StreamSets, the startup that develops software for managing the performance of data pipelines, has extended the capabilities of its product portfolio with a new product for managing the flow of data from "edge" devices, and a new cloud service that helps businesses gain more control over multiple data pipelines.
The additions extend the range of the company's Streamsets Data Operations Platform portfolio for managing the performance of data flows to and from big data applications.
"A good metaphor for us is air traffic control for data," said Rick Bilodeau, StreamSets marketing vice president, in an interview with CRN. "We think of that as our role in the data world."
[Related: The 10 Coolest Big Data Products Of 2017]
Managing the lifecycle of "data in motion" from operational applications, Internet of Things networks, industrial sensors, real-time analytical applications and cybersecurity endpoint systems is a challenge for businesses. While custom-coded software has been the traditional remedy, Bilodeau said such systems are difficult to maintain and update.
StreamSets, founded in 2014 and based in San Francisco, debuted its StreamSet Data Collector software in 2015 and StreamSets Dataflow Performance Manager in 2016.
More businesses are building pipelines to fuel their next-generation analytics projects, said Clarke Patterson, StreamSets' product marketing executive, making business intelligence more pervasive throughout their organizations.
The nature of such analytics projects is shifting from batch mode to streaming data analysis, doing more lightweight analysis at the edge devices rather than just collecting data, and mixing different analytical workloads – including "hardcore machine learning and artificial intelligence," Patterson said.
"We see a lot of opportunity moving forward," Patterson said.
The new Streamsets Data Collector Edge (SDC Edge) is an open-source, ultralight version of the StreamSets Data Collector software that provides data collection and ingestion from edge systems such as Internet of Things and cybersecurity devices.
The software takes up only 5MB, making it ideal for resource- and connectivity-constrained systems, according to the company.
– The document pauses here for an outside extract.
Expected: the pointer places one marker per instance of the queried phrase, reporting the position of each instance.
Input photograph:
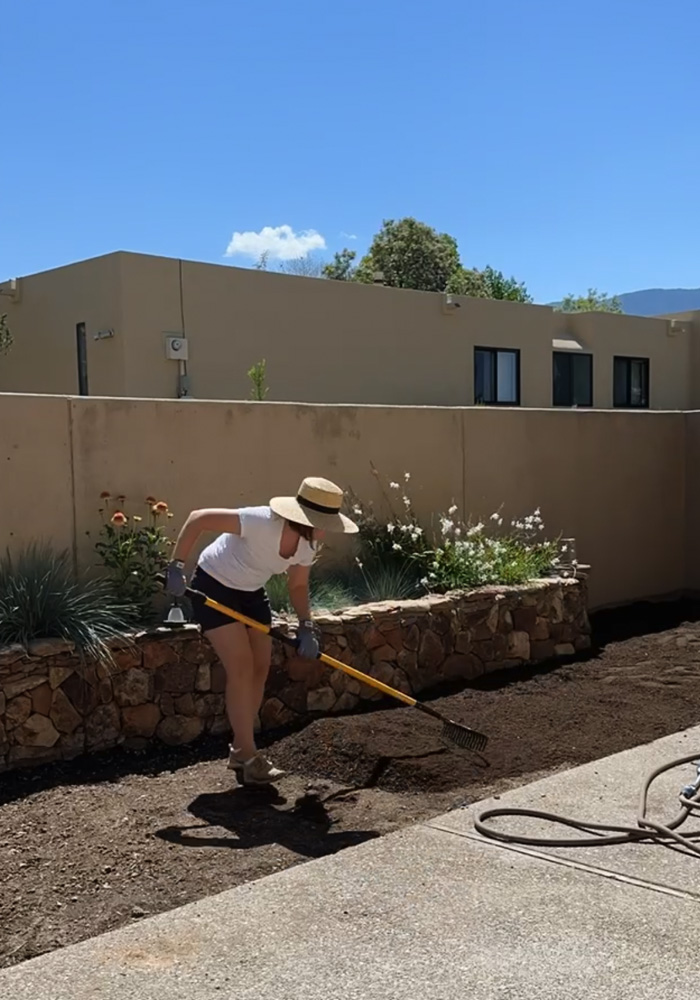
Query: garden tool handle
(288, 641)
Today data ingestion logic for such applications is often custom-coded for specific devices. Some packaged software, such as Splunk and General Electric's Predix, have their own data ingestion capabilities.
Based on the Go programming language, SDC Edge supports a range of operating systems including Linux and Android. It performs computations such as data normalization, redaction and aggregation, and is architected to support full-featured edge analytics including machine and deep-learning models.
"Portability is key here," Clarke said. The company sees industrial IoT and cybersecurity as the two most common use cases for the SDC Edge software.
Last week StreamSets debuted StreamSets Control Hub, a higher-level management tool for streamlining the development, deployment and operational management of many-to-many data flows that span edge systems, on-premise data centers and multiple cloud platforms.
A component of the StreamSets Enterprise Edition, the new StreamSets Control Hub includes a cloud-based design tool and shared pipeline respository, automated deployment and provisioning, and data governance support through integration with enterprise catalogs like Cloudera Navigator and Apache Atlas.
StreamSets relys on the channel as part of its go-to-market strategy, partnering with resellers, systems integrators and OEMs – the latter including industrial equipment manufacturers. Solution provider partners often have practices in specific areas such as IoT and cybersecurity, Patterson said.
StreamSets was named a Gartner "Cool Vendor" in May and the company raised $20 million in Series B financing the same month.